Nevada Gaming Board Votes for Anti-Discrimination Amendment

The Nevada Gaming Control Board (GCB) has approved an amendment that would introduce tougher measures on workplace discrimination and harassment. The measure crafted by GCB Chairwoman Sandra Douglass Morgan (l.) is now before the state Gaming Commission.

Nevada Gaming Board Votes for Anti-Discrimination Amendment

The Nevada Gaming Control Board, which oversees the Nevada Gaming Control Act, voted unanimously on November 6 in support of a comprehensive regulation amendment designed to safeguard workers from discrimination and harassment. The measure now heads to the Gaming Commission for consideration.

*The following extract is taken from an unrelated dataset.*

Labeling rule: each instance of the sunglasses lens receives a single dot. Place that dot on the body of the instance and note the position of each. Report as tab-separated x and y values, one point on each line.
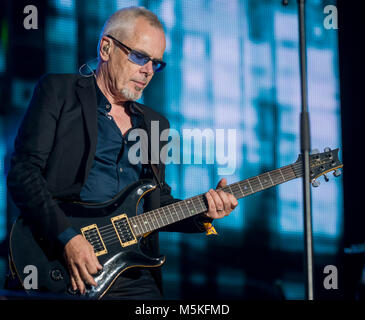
138	58
158	65
141	59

If approved there, the amendment would require any licensed gaming establishment or related business with 15 or more employees to adopt and implement written policies and procedures “prohibiting workplace discrimination or harassment of a person based on the person’s race, color, religion, sex, sexual orientation, gender identity or expression, age, disability, or national origin, including, without limitation, sexual harassment.”

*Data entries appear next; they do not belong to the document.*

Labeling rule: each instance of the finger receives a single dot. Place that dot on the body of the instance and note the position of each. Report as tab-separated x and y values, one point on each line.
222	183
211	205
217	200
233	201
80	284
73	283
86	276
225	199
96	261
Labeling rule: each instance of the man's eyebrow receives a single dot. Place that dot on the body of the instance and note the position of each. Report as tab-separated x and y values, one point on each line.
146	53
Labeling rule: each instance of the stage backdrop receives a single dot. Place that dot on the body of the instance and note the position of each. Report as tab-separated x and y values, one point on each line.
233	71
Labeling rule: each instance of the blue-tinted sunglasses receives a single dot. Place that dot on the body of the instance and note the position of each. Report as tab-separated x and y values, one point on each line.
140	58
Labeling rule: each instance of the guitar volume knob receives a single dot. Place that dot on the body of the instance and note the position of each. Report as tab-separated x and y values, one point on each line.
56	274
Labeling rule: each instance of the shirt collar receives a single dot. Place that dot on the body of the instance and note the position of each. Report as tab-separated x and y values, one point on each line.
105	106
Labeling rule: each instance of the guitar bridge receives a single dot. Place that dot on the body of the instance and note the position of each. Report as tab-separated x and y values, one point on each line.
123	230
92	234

Gaming Control Board Chairwoman Sandra Douglass Morgan told the Nevada Independent that many companies may already have such policies in place. “It’s just simply time that something like this would be included in the regulations,” Morgan said.

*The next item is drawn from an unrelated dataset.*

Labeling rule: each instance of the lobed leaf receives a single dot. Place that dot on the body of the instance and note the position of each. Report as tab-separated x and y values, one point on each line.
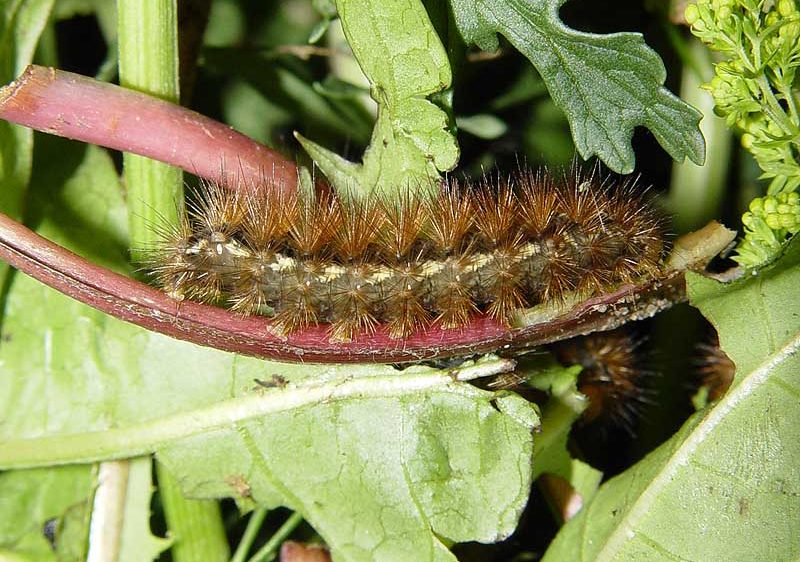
407	458
605	84
398	50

Gaming Control Board members Terry Johnson and Philip Katsaros also pledged their support. “This seems to be nothing more than an extension of something that should have been in there a long time ago,” Katsaros said.

The board began considering a change to the Gaming Commission’s Regulation 5 that would address sexual harassment in May 2018, after the Wall Street Journal published a damning story about actions on the part of Steve Wynn, then chairman and CEO of Wynn Resorts. Wynn has since resigned.

That particular amendment died without action, but after Governor Steve Sisolak appointed Morgan in January, she brought it back and expanded the scope of offenses that it covers.

Last month gaming regulators moved to ban Wynn from the casino industry, alleging in a complaint that he “is not a person of good character, honesty, and/or integrity.”